Она немножко улыбнулась и смахнула с коленки муху.
— Твои истории печальные?
— Как правило, — ответил профессор.
— По-моему, это прекрасно, — сказала она.
— Разве?
— Да.
Сейчас ее голос звучал спокойно, словно она перестала робеть в его присутствии.
— По-моему, ничто не сравнится с очень грустными, по-настоящему грустными вещами.
Профессор кивнул.
— Только трагическое может быть действительно прекрасным, потому что трагическое никогда не переходит в тривиальное, — продолжала она. — Когда двое обретают друг друга, все вдруг становится до жалости будничным. Оба превращаются в таких же людей, как наши матери и отцы, забывают изысканные странности любовных чувств и становятся ярыми приверженцами условностей.
Она произносила испанские слова с легким налетом иностранного акцента.
— Трагедии прекрасны. Люди влюбляются, а потом умирают. Вот и все.
От ее слов Габриэля Анхелико вдруг охватила печаль.
— И все-таки, может быть, было бы лучше, если бы они оставались в живых, — промолвил он.
— Да зачем? — возразила она. — Это же просто книги, а не подлинная реальность.
Он ничего не ответил.
— Неужели ты думаешь, профессор, что современные люди могут умирать от любви?
— Не знаю, — сказал он.
— Да ни за что на свете! — заявила она.
Затем она допила последний глоток лимонада и посмотрела на него ребяческим взглядом:
— А можно мне еще?
Дрожащими руками Габриэль Анхелико наколол льда и выжал лимоны. Он был счастлив, но чувствовал себя как во сне, потрясенный ее приходом. Сейчас ему снится сон. А потом ему останется горький осадок, он заснет с уверенностью, что ему предстоит спать в одиночестве всю оставшуюся жизнь. Когда-нибудь он наверняка возненавидит эти горы, этот вид, эти гремучие водопады и это пустое кресло, которое будет вздыхать по ней еще долго после того, как она исчезнет.

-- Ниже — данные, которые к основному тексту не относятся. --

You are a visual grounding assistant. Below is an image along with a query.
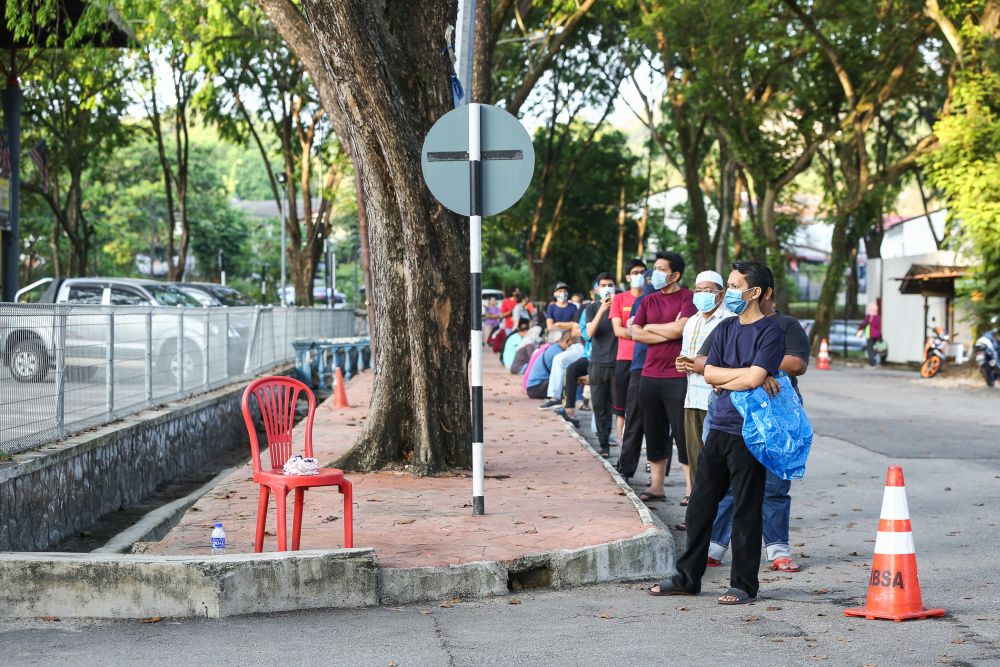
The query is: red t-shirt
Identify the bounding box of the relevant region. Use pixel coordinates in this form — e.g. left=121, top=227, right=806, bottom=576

Она все так же сидела, устремив взгляд на горы. Габриэль Анхелико поставил перед ней новый бокал лимонада и сам опять сел рядом. Он вздохнул, взглянув на горы, и сделал глоток из бокала, в горле булькнуло.

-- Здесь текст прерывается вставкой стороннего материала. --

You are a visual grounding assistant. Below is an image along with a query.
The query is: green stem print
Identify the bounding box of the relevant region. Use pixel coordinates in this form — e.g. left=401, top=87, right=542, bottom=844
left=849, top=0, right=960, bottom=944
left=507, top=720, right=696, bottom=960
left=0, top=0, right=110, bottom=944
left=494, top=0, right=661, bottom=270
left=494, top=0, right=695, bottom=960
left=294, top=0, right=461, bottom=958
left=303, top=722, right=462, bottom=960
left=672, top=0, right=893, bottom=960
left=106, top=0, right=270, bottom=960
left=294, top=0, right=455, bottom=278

— Когда-то я в мечтах воображал себе, что скрыто за этими склонами, — произнес он, говоря сам с собою, словно во сне. — Но там одни горы. Кроме гор, ничего нет.
— Ерунда, — возразила она. — Там есть джунгли и равнины, и есть море. Неужели ты его никогда не видел?
— Нет.
— Профессор, тебе бы надо попутешествовать!
— Наверное, да. На то, чтобы спуститься отсюда, потребуется целая вечность.
— Ну что ты! Можешь перелететь через Анды на самолете и еще засветло очутиться на побережье.
— Это не для меня, — только и сказал Габриэль Анхелико.
Если бы он вздумал купить один билет на самолет, ему ради этого пришлось бы трудиться как каторжному и вдобавок уморить голодом своих близких. Но ей этого никогда не понять!